What is important is that the customary regulations are able to provide for the customary practices of different iwi, hapu and whanau. The regulations do not define customary fishing practices or prescribe how customary fishing activity is to be undertaken The regulations contain a series of accountability mechanisms to assure both tangata whenua and the Government that customary fishing activity is being carried out appropriately and sustainably.

The Coalition Government is committed to sustainability as the underlying principle in managing fish stocks on behalf of all New Zealanders.

I am personally supportive of these regulations as they provide a means of contributing to the long term sustainability of the fishery both nationally and at a local level. They should be viewed for the potential benefits they offer local communities to contribute to localised management.

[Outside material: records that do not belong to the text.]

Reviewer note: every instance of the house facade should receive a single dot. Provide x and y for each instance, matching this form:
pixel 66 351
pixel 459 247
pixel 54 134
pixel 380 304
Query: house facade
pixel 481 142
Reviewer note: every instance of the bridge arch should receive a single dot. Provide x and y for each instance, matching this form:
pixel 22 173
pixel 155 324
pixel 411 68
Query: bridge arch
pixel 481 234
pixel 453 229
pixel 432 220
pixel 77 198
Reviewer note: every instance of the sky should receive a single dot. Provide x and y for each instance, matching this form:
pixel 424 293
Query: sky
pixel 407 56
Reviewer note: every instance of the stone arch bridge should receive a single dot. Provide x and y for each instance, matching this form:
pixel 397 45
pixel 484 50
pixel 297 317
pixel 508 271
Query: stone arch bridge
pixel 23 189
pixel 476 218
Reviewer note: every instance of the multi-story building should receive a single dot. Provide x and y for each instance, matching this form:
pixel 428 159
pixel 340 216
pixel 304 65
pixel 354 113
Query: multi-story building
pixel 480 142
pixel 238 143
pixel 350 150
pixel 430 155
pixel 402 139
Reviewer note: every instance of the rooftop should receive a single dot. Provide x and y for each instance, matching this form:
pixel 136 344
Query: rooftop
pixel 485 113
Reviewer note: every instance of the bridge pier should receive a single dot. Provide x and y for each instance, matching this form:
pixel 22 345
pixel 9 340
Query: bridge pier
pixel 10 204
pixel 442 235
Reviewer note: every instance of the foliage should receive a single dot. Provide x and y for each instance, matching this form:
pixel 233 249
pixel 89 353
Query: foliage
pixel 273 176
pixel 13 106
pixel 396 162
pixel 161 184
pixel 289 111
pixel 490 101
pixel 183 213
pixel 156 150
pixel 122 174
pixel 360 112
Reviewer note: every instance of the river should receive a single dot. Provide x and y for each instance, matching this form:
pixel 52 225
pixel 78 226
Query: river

Maori customary fishing rights have existed since time immemorial, and the Coalition Government is committed to providing for these rights through these regulations.

When it comes to fishing rights I'm no different from most of you sitting in this room today. I want to go where I want to; take what I want; and enjoy the spoils of my graft around the dinner table that night.

Recreational fishing is fun, challenging and certainly very gratifying that at the end of the day, all you want to know is that your ability to enjoy it isn't being impeded unnecessarily so by the bureaucrats.

I don't think we are. There simply lies a question over the sustainability of having the sort of fun people like you and I enjoy.